The volcanic material is called allophane, and as far as I know duplarit G
is pure Laterite and contains no allophane.  I don't know that you shouldn't
be concerned about allophane, I just don't know where to get it.  If you
want to try it you might ask the soil science dept. at the nearest university.
Maybe I'll ask around here (UC Davis) for more info or a sample.  You might
be looking at an old version of my posting, since the newer version uses
the word 'allophane' in that section (you quoted the old version).  If you
don't have it, I'll email it.

Unfortunately I don't have any hard data for comparison with Mr. Booth's
famous method (which clearly works).  My methods are based on the assumption
that the reader is frugal and has no special resources...I have tried my best
to get the best results given these tight constraints.  I don't think plant
growth rate (and quality of growth) is an issue for the heating coil/circul-
ation debate (UNLESS you have a lot of organic matter decaying in the
substrate, which might show up in the long term or if you use organic soils).
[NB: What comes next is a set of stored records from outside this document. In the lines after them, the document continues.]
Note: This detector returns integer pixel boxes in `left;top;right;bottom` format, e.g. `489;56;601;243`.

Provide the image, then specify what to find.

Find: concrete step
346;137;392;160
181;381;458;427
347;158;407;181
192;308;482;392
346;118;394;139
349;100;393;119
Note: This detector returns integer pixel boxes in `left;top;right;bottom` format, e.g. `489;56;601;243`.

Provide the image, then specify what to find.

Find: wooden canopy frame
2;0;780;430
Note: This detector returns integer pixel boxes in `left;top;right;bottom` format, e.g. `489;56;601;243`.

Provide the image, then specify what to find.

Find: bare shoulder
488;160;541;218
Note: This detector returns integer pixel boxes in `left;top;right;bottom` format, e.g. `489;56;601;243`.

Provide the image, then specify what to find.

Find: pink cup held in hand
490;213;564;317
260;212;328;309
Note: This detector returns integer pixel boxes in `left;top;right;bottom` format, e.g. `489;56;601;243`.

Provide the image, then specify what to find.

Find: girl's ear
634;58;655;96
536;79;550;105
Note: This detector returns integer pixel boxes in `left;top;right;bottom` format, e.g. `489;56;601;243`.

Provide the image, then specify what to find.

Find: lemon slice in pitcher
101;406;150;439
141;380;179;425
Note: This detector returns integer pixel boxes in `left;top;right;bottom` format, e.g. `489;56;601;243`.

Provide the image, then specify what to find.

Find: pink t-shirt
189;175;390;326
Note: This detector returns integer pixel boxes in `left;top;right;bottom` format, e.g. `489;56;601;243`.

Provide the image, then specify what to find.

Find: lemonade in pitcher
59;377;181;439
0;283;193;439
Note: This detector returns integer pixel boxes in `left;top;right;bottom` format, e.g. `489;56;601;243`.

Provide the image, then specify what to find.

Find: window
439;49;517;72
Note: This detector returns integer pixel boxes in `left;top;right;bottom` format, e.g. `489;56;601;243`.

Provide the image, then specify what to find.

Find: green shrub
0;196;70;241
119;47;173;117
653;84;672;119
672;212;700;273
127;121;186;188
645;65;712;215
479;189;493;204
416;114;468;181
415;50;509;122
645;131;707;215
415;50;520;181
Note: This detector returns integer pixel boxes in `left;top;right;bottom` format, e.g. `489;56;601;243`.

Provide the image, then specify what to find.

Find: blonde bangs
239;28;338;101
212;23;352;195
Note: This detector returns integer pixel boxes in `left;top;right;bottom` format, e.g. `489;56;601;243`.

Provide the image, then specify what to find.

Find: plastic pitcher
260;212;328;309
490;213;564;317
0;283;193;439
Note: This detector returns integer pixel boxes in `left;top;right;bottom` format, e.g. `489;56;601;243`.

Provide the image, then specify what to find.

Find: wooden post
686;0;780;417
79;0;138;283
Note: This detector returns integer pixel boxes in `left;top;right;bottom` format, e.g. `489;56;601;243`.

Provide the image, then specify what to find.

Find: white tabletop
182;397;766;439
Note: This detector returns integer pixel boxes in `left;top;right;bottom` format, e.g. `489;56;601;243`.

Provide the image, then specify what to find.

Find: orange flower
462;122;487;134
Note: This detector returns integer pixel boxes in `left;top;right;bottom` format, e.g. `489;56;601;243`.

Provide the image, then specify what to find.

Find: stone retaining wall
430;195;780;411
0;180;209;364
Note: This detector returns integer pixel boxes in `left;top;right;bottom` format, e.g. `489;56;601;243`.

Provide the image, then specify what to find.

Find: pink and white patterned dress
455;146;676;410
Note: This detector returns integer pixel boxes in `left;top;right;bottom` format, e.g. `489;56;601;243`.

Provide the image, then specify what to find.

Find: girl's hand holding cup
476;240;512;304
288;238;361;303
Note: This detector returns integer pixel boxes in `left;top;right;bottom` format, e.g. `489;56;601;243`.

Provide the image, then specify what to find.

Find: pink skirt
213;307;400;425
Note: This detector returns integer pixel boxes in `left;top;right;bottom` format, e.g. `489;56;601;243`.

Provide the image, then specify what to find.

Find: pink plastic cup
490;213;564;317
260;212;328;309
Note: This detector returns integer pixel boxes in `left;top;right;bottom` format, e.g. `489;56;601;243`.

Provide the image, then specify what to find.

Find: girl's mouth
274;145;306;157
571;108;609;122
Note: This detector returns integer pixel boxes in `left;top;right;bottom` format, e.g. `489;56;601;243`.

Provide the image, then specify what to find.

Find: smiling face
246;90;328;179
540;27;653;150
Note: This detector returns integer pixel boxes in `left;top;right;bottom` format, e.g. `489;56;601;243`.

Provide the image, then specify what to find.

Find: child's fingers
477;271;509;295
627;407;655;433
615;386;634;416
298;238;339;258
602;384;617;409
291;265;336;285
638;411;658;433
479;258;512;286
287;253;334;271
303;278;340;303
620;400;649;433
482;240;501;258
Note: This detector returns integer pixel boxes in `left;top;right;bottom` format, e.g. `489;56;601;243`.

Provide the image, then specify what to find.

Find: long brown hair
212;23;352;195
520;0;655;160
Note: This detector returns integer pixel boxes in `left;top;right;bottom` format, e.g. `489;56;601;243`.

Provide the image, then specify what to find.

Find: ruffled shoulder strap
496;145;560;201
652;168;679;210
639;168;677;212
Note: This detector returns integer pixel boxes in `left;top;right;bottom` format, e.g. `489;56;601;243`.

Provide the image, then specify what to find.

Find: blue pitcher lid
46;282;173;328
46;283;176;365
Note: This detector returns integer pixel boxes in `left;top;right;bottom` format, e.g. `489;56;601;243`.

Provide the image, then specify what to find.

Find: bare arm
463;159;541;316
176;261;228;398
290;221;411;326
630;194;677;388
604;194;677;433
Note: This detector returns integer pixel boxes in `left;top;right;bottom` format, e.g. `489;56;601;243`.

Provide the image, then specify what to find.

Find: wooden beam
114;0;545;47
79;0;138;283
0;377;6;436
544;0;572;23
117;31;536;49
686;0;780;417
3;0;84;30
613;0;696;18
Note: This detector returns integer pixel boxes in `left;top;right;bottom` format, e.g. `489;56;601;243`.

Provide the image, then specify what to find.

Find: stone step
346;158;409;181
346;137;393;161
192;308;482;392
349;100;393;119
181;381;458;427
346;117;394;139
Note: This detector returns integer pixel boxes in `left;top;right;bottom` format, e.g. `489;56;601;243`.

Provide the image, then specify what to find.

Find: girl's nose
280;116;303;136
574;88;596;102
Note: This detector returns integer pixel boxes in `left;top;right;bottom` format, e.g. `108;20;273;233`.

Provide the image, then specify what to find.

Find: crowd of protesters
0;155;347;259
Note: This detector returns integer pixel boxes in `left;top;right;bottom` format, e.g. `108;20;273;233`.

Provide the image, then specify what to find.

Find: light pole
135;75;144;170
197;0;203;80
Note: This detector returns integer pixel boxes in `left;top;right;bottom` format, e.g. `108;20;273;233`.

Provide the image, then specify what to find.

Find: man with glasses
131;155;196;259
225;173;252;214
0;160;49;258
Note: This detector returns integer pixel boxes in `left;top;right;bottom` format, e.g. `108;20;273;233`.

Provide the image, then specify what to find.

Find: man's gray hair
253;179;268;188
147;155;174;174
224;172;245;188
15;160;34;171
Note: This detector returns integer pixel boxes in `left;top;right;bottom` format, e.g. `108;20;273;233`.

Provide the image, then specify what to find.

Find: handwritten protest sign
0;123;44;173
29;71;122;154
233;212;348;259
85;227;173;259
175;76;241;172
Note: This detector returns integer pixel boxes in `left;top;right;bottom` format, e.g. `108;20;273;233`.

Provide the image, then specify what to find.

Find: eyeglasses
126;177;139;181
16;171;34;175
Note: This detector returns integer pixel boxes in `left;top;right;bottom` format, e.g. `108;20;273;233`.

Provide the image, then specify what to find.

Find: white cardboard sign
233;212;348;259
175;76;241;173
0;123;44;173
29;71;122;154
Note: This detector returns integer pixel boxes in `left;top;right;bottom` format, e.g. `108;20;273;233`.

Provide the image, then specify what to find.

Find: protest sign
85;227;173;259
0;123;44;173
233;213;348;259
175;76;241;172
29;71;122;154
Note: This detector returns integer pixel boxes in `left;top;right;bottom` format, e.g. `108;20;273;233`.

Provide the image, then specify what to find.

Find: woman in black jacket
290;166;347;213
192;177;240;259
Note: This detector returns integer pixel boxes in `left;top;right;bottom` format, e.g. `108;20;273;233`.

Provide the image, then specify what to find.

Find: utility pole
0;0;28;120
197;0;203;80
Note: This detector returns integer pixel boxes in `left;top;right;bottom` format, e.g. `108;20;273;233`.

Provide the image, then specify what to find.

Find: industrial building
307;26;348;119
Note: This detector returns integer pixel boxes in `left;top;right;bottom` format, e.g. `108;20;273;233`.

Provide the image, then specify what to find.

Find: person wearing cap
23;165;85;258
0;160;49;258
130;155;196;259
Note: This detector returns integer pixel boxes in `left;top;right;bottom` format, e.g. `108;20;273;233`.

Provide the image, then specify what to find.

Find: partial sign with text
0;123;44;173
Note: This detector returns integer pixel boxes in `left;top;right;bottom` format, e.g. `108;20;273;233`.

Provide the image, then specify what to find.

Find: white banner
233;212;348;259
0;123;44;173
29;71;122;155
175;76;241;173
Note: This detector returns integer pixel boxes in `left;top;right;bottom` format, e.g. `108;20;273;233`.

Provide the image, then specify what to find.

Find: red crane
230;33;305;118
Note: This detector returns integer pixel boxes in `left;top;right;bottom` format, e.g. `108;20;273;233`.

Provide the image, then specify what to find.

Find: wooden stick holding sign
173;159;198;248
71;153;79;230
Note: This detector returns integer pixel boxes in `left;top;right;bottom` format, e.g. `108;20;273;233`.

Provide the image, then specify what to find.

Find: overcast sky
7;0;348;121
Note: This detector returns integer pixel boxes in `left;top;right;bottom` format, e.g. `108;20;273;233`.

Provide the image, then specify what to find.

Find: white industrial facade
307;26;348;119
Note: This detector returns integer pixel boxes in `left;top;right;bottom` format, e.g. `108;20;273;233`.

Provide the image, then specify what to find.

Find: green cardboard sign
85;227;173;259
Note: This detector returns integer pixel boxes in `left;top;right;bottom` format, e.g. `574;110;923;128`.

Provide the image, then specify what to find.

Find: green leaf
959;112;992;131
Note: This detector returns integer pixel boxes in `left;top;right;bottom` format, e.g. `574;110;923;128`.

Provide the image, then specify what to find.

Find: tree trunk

I have had phenominal (IMHO) plant growth as long as there is CO2 and adequate
nutrients.  More of an issue is the algae growth and maintainance level.
George sounds like he has this wired.  My oldest tanks of my type are still
only 1 year old, and I haven't torn them down, and there is still good
growth.  That's as far as I know.  Regarding algae,  two of four tanks are
spotless and seem to resist any algae (there is algae in the tank but not
coating the leaves or the glass...it's the thread type and it grows so slowly
that it isn't visible if you hunt for it once a month and remove it).  The 
other two tanks have periodic algae outbreaks varying in severity.  Plants
are shared between the good and bad algae tanks so I know that it's the 
environment in the good tanks that resists algae, not some avoidance of 
innoculating the clean tanks with spores from the other tanks.  Strangely,
the spotless tanks are two 10 gal tanks, and the ones with periodic problems
are the 55 and the 30 gals.  Maybe I change a higher percentage of the water
in the small tanks since it's easier, and that leaads to success.  I don't know.
Anyway, my main emphasis from now on is going to be on constructing low
maintainance tanks, which will mean a lot of smaller rosette plants which
won't require weekly pruning like stem plants do (of course I'll also use less
CO2 since that's part of the problem).  I want stable tanks which I just 
have to do water changes on, not heavy gardening.

I will eventually find out what the secret to the stability/no algae is.